Цыганская народная песняЯ сидел на траве у белого памятника. Простая пирамидка из гипса за хлипким заборчиком, яблоневые лепестки осыпаются на неё с ветвистого, старого дерева. Чья-то заботливая рука положила к подножию пышный пучок ромашек. От звезды в левом нижнем углу откололся кусочек краски – словно его выщербила пуля. Имена с таблички я знал наизусть.
Голутвин Борис Михайлович, капитан, 1909—1943. Рыжов Валерьян Иванович, лейтенант, 1921—1943. Амонашвили Георгий Шалвович, рядовой, 1920—1943. Веневитинов Аскольд Георгиевич, рядовой, 1899—1943, Кочубей Павел Павлович, рядовой, 1925—1943. Карнаухов… Не «Корноухов» – сколько спорил, сколько доказывал, что ошиблись в военном билете, неправильно написали фамилию. Я улыбнулся. Тёплый ветер коснулся моей щеки – месяц май начался небывалым теплом. Буйно цвели большие сады в маленькой Аржановке, зеленели луга, носились по деревенским дорогам мальчишки на дребезжащих велосипедах, глухо урча, ползали по пашне тракторы, соловьём разливалась воскресная, удалая гармонь. Вот только женщины за водой к речке больше не бегали. И мужчин оставалось мало, словно снова открыли набор в третью роту к товарищу Назаретскому. Но весенними светлыми днями жизнь кипела в маленькой деревушке. А по ночам было тихо.

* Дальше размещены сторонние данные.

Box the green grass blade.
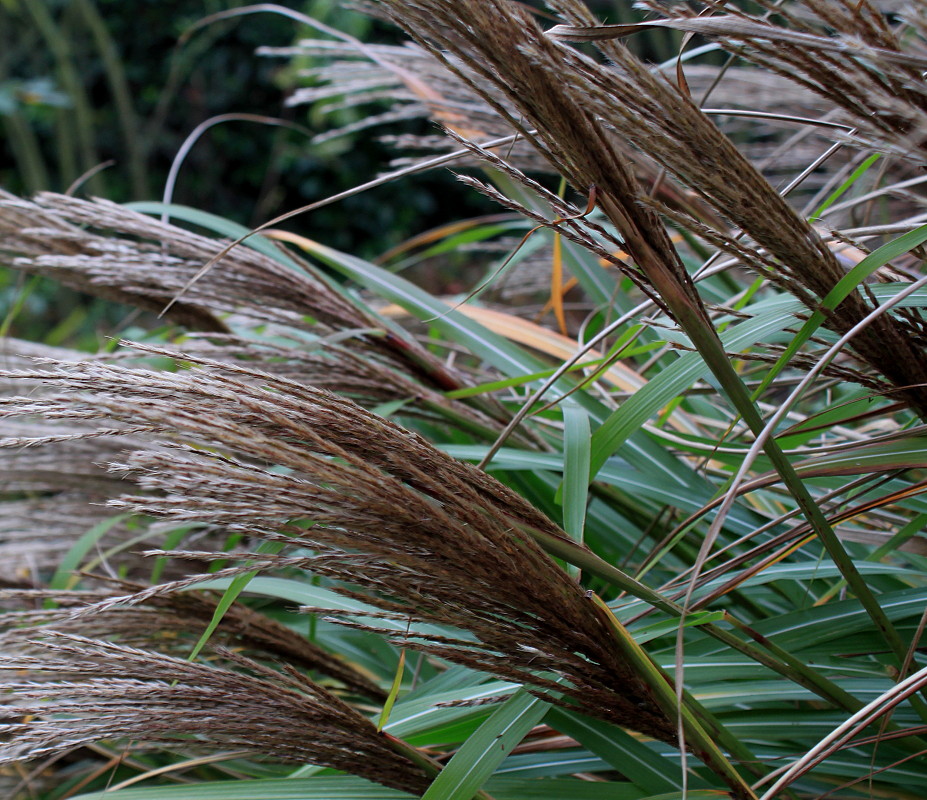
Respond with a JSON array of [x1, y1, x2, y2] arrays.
[[48, 514, 130, 589], [187, 542, 285, 661], [377, 650, 406, 731], [422, 689, 549, 800], [753, 225, 927, 398], [810, 153, 882, 221], [544, 706, 682, 792], [563, 403, 591, 542]]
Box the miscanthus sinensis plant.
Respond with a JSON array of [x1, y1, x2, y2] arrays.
[[0, 0, 927, 800]]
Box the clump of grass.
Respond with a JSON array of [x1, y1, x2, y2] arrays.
[[0, 0, 927, 800]]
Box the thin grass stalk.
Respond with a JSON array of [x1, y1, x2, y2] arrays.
[[372, 0, 920, 704]]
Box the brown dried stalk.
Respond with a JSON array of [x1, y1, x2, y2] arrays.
[[0, 580, 386, 702], [0, 356, 675, 741], [0, 632, 430, 794], [379, 0, 927, 414]]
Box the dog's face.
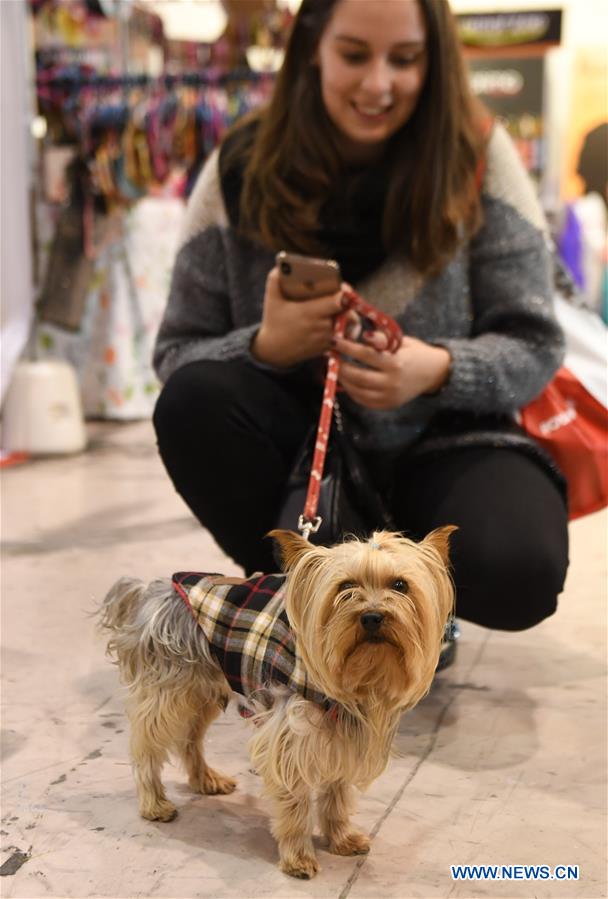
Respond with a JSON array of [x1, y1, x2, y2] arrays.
[[271, 526, 456, 708]]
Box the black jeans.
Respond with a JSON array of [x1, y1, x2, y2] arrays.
[[154, 362, 568, 630]]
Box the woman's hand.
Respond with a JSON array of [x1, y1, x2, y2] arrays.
[[334, 337, 451, 409], [251, 268, 343, 368]]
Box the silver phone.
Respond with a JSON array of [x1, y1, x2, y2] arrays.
[[276, 250, 342, 300]]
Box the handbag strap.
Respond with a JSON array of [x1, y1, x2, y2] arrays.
[[298, 286, 403, 540]]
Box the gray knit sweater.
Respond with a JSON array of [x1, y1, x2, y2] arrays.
[[154, 124, 563, 472]]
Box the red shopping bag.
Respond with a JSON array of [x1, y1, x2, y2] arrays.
[[520, 367, 608, 520]]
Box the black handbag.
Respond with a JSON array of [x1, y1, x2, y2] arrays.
[[277, 404, 394, 546]]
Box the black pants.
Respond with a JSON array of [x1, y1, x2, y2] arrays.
[[154, 362, 568, 630]]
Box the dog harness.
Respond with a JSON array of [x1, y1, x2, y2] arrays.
[[172, 572, 336, 717]]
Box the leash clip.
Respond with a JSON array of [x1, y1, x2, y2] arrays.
[[298, 515, 323, 540]]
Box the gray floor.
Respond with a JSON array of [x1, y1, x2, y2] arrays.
[[0, 423, 607, 899]]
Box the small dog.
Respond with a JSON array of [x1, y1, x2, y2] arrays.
[[101, 526, 456, 878]]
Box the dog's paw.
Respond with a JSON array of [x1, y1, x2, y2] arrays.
[[329, 830, 371, 855], [139, 799, 177, 821], [198, 768, 236, 796], [279, 853, 320, 880]]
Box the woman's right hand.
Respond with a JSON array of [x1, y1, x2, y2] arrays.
[[251, 267, 343, 368]]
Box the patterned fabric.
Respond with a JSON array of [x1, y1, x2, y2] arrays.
[[172, 572, 332, 708]]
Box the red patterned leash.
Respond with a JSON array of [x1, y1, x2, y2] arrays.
[[298, 287, 403, 540]]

Я встал, поддёрнул зелёную гимнастёрку, поправил выцветшую пилотку и отдал салют товарищам. Спите спокойно, покуда не потревожили. Вот и поле спит, и деревня спит… Аржановка и вправду плыла, словно лёгкий кораблик в белых волнах тумана. Тускло светилось пять-шесть окон, еле отблёскивал новенький купол церкви, чуть виднелся одинокий костёр на высоком берегу речки. Не иначе охотнички городские, смоленские, а то и из самого Минска прибыли. Им сезон не сезон, закон не закон, абы в кого пострелять – в кабанов с поросятами, в лосиху с телёнком, в тетёрку с птенцами. И гонят валом, зверьё бьют на безымянных могилах, где фашисты наших солдат в землю клали, тревожат мёртвых и живым не дают покоя. Бывало, что и рвались охотнички на старых минах, шеи ломали в залитых водой блиндажах, а всё им мало. Сходить что ли, пока солнышко не взошло, рассказать о местных лесах, о боях-пожарищах – глядишь, что в головах у мужиков прояснится? А на нет, как известно, и суда нет.